Insurers will have to establish clear guidelines regarding what evidence and data will be used to determine the attribution of an attack, and what behavior patterns or data points they will consider when determining whether an attack is state-backed, he says.
It’s time to strengthen cyber defenses
In fact, the exclusion will likely lead to fewer companies relying on electronic insurance as a way to mitigate catastrophic risks. Instead, companies need to ensure that their cybersecurity controls and measures can mitigate the cost of a catastrophic attack, says David Lindner, chief information security officer at Contrast Security, an application security company.

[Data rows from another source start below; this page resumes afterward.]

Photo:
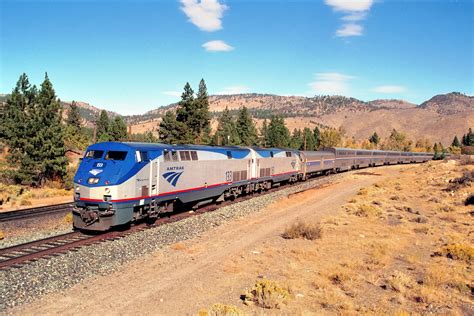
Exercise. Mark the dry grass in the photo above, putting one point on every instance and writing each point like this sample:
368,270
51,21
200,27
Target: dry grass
267,294
221,310
367,210
462,252
303,230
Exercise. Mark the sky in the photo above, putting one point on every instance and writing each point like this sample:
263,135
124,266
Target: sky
134,56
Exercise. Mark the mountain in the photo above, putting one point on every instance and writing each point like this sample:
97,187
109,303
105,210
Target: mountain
437,119
450,103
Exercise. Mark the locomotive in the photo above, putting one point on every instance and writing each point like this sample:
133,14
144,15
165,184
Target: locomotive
118,183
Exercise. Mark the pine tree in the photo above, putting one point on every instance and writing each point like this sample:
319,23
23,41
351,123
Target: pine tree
374,139
317,137
470,138
168,131
309,142
226,133
185,114
456,142
246,128
264,134
202,118
278,133
74,117
103,126
118,130
296,140
14,122
44,157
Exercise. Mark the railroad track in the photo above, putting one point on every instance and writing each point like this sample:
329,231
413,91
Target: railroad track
35,211
22,254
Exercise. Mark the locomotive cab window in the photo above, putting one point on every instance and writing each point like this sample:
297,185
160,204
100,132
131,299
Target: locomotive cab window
166,155
94,154
116,155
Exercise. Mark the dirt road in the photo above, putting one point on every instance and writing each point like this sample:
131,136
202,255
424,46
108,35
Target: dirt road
188,276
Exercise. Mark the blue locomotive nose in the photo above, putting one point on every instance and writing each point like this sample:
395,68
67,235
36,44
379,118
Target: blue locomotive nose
104,164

Creating data backups, such as backups, expanding network event visibility, using a trusted forensic evidence company, and training all employees in cybersecurity can help strengthen businesses against cyberattacks and reduce damage.
“Organizations cannot rely solely on their own cyber insurance policy and must proactively protect themselves from these catastrophic cyber attacks,” Lindner says.
Companies also should not expect insurance companies to reverse course. Their approach is just a continuation of the industry’s reactive approach to cyber insurance, says Goyal of Safe Security. Insurers have increased premiums, set sub-limits on ransomware, and now, have embraced arguably broad exceptions that may only delay payments and increase lawsuits when insurers refuse to pay on a large insurance policy.